From: Lance Yang @ 2025-10-06 14:43 UTC (permalink / raw)
  To: akpm, david, lorenzo.stoakes
  Cc: ziy, baolin.wang, Liam.Howlett, npache, ryan.roberts, dev.jain,
	baohua, ioworker0, richard.weiyang, linux-kernel, linux-mm,
	Lance Yang

From: Lance Yang <lance.yang@linux.dev>

As pointed out by Dev, the PTE checks for disjoint conditions in the
scanning loops can be optimized. is_swap_pte, (pte_none && is_zero_pfn),
and pte_uffd_wp are mutually exclusive.

This patch refactors the loops in both __collapse_huge_page_isolate() and
hpage_collapse_scan_pmd() to use a continuous if-else-if-else-if chain
instead of separate if blocks. While at it, the redundant pte_present()
check before is_zero_pfn() is also removed.

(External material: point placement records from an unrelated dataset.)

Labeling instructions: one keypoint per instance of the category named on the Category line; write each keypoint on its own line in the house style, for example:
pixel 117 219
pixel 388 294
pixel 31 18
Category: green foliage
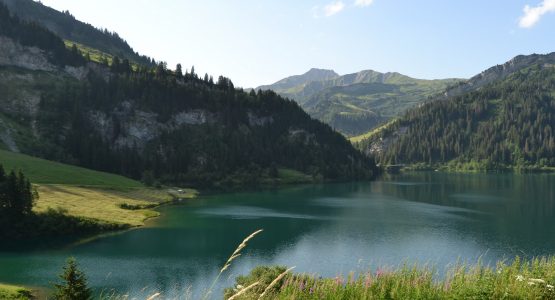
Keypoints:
pixel 228 144
pixel 356 103
pixel 10 292
pixel 42 171
pixel 64 25
pixel 533 279
pixel 31 34
pixel 16 195
pixel 507 124
pixel 73 284
pixel 264 275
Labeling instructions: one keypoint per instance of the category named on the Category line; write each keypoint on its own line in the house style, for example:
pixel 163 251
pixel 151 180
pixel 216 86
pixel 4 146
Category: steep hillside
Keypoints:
pixel 154 123
pixel 356 103
pixel 67 27
pixel 506 123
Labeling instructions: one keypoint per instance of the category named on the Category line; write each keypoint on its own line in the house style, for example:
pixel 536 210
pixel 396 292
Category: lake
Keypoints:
pixel 328 229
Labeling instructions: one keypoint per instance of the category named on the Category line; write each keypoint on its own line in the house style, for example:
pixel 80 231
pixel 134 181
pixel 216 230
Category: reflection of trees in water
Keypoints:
pixel 516 209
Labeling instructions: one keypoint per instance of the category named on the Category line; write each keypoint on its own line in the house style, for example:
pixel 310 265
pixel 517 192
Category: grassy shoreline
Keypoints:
pixel 520 279
pixel 14 292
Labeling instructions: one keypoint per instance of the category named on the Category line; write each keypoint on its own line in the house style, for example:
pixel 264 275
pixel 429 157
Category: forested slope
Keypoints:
pixel 152 122
pixel 505 124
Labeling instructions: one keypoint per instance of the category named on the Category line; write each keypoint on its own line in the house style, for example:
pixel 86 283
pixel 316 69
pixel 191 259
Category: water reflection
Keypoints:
pixel 325 229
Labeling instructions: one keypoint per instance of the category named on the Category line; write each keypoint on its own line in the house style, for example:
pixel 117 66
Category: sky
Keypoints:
pixel 257 42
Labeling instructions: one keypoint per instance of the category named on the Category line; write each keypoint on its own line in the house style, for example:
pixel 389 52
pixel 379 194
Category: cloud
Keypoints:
pixel 333 8
pixel 363 3
pixel 532 15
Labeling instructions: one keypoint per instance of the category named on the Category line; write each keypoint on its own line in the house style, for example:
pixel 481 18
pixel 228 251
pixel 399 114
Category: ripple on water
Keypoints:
pixel 251 212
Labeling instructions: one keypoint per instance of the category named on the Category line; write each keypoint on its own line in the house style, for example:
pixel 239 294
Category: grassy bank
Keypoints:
pixel 91 195
pixel 533 279
pixel 12 292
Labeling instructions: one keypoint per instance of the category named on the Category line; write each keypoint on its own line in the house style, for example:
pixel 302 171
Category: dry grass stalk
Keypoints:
pixel 243 291
pixel 275 282
pixel 153 296
pixel 237 251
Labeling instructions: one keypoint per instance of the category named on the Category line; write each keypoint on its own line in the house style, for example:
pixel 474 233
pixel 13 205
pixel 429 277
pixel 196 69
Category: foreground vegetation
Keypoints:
pixel 67 201
pixel 521 279
pixel 12 292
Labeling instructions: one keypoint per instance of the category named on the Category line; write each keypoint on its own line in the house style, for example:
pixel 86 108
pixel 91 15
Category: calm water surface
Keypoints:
pixel 329 230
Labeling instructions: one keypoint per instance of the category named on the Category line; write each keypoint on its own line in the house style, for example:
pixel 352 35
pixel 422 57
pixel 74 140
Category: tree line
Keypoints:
pixel 509 123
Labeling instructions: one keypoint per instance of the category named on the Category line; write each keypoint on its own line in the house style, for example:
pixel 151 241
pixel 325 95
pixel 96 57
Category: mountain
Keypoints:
pixel 68 28
pixel 150 122
pixel 294 86
pixel 505 120
pixel 358 102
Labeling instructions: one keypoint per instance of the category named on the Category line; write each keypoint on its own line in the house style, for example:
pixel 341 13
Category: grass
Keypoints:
pixel 12 292
pixel 96 55
pixel 109 206
pixel 528 279
pixel 85 193
pixel 41 171
pixel 365 136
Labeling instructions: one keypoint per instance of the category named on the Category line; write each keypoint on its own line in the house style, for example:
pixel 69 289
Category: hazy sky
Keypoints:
pixel 258 42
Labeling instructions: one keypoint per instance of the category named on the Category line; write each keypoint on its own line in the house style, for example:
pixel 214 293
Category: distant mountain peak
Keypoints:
pixel 321 72
pixel 295 81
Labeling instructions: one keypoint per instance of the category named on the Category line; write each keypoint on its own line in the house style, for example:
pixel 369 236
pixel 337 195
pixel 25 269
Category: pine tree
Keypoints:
pixel 74 284
pixel 179 71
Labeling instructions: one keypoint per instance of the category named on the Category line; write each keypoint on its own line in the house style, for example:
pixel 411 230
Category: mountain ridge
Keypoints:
pixel 358 102
pixel 147 122
pixel 502 118
pixel 69 28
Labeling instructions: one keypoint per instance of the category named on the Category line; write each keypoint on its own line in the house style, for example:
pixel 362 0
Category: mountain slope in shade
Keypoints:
pixel 154 124
pixel 356 103
pixel 505 121
pixel 67 27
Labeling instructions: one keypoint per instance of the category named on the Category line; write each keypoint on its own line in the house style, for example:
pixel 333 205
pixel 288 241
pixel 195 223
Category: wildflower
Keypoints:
pixel 368 280
pixel 338 280
pixel 534 280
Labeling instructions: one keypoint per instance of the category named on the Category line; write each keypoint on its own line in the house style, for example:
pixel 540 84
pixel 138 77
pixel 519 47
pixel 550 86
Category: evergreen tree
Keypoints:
pixel 73 285
pixel 178 71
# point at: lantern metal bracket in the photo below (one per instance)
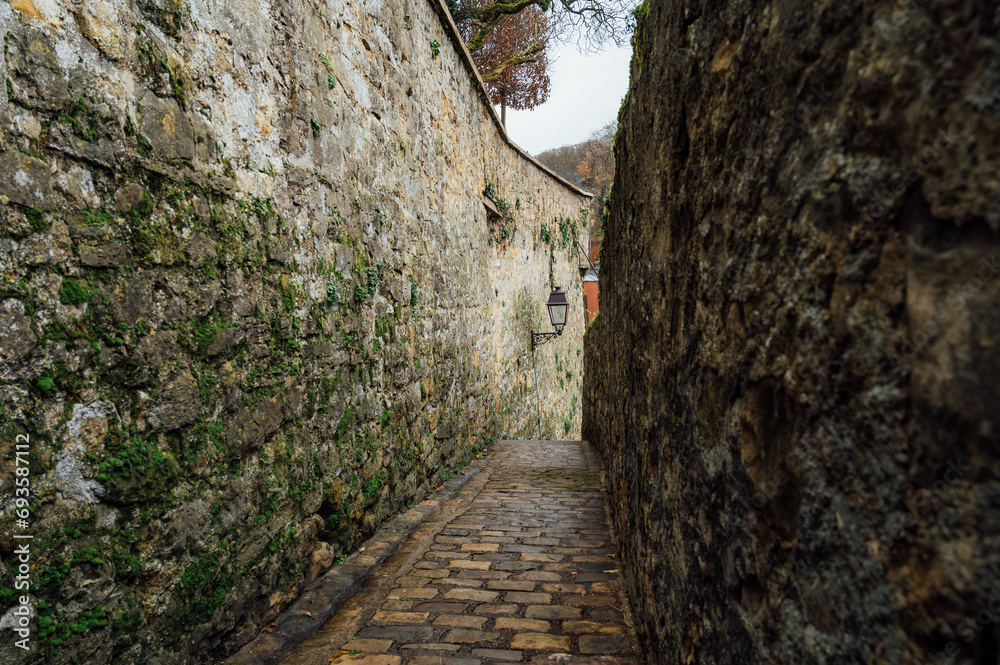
(537, 339)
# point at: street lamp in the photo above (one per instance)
(558, 306)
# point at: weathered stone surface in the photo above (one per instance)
(248, 385)
(254, 424)
(166, 127)
(26, 180)
(128, 197)
(17, 337)
(791, 379)
(38, 77)
(155, 349)
(179, 403)
(200, 250)
(111, 255)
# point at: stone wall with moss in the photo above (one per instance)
(793, 378)
(251, 304)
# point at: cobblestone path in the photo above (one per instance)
(520, 570)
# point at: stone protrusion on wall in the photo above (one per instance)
(792, 378)
(251, 304)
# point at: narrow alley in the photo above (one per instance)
(517, 567)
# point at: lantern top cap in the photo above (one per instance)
(557, 297)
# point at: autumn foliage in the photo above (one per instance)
(513, 62)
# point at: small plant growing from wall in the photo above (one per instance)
(502, 228)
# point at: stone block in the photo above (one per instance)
(166, 127)
(26, 180)
(111, 255)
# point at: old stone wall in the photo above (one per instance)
(793, 376)
(251, 303)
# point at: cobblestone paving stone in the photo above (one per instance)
(522, 572)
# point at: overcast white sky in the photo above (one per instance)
(586, 93)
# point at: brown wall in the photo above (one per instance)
(793, 377)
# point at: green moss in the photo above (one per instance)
(202, 589)
(52, 633)
(367, 285)
(73, 292)
(134, 470)
(344, 426)
(37, 220)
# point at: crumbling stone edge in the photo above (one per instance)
(316, 605)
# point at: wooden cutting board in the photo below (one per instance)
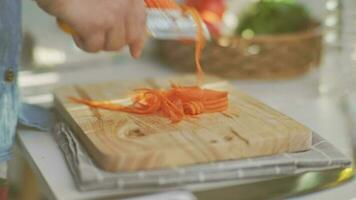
(127, 142)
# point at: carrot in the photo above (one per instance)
(177, 102)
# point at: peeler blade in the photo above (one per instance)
(172, 25)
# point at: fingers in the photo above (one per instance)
(115, 31)
(91, 43)
(115, 38)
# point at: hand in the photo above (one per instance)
(102, 25)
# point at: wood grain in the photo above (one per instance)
(127, 142)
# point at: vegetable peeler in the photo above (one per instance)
(165, 24)
(171, 24)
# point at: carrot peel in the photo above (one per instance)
(177, 102)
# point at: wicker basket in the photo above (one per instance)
(263, 57)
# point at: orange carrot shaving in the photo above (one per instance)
(177, 102)
(174, 104)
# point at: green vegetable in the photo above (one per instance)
(273, 17)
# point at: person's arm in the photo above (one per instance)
(102, 25)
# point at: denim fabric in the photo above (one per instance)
(10, 43)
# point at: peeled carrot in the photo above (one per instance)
(177, 102)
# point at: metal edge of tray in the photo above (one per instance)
(283, 187)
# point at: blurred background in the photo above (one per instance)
(256, 43)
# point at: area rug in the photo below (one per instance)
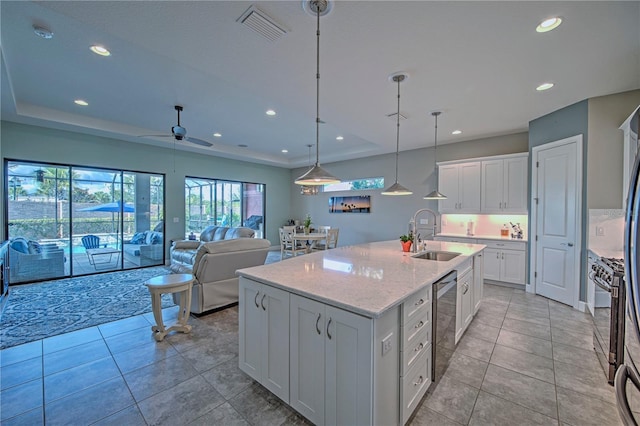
(45, 309)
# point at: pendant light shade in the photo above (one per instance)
(435, 194)
(317, 175)
(310, 189)
(396, 188)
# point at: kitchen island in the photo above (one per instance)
(344, 336)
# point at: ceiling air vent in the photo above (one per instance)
(393, 115)
(262, 23)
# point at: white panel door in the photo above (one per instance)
(250, 329)
(556, 218)
(348, 352)
(469, 188)
(514, 199)
(275, 368)
(307, 358)
(448, 185)
(492, 186)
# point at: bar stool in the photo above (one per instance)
(173, 283)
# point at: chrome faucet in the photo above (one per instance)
(415, 224)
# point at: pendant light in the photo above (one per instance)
(435, 195)
(317, 175)
(310, 189)
(396, 188)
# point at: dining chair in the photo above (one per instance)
(288, 246)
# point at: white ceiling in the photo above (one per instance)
(478, 62)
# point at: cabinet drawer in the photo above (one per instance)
(500, 245)
(416, 305)
(412, 330)
(415, 384)
(411, 354)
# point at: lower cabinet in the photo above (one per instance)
(264, 342)
(331, 363)
(464, 312)
(478, 281)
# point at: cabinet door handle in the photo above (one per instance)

Also, this is a preparatory step to make it easier to merge the
almost-duplicated scanning logic in these two functions, as suggested
by David.

Reviewed-by: Wei Yang <richard.weiyang@gmail.com>
Reviewed-by: Dev Jain <dev.jain@arm.com>
Reviewed-by: Zi Yan <ziy@nvidia.com>
Suggested-by: Dev Jain <dev.jain@arm.com>
Suggested-by: David Hildenbrand <david@redhat.com>
Signed-off-by: Lance Yang <lance.yang@linux.dev>
---
 mm/khugepaged.c | 12 ++++--------
 1 file changed, 4 insertions(+), 8 deletions(-)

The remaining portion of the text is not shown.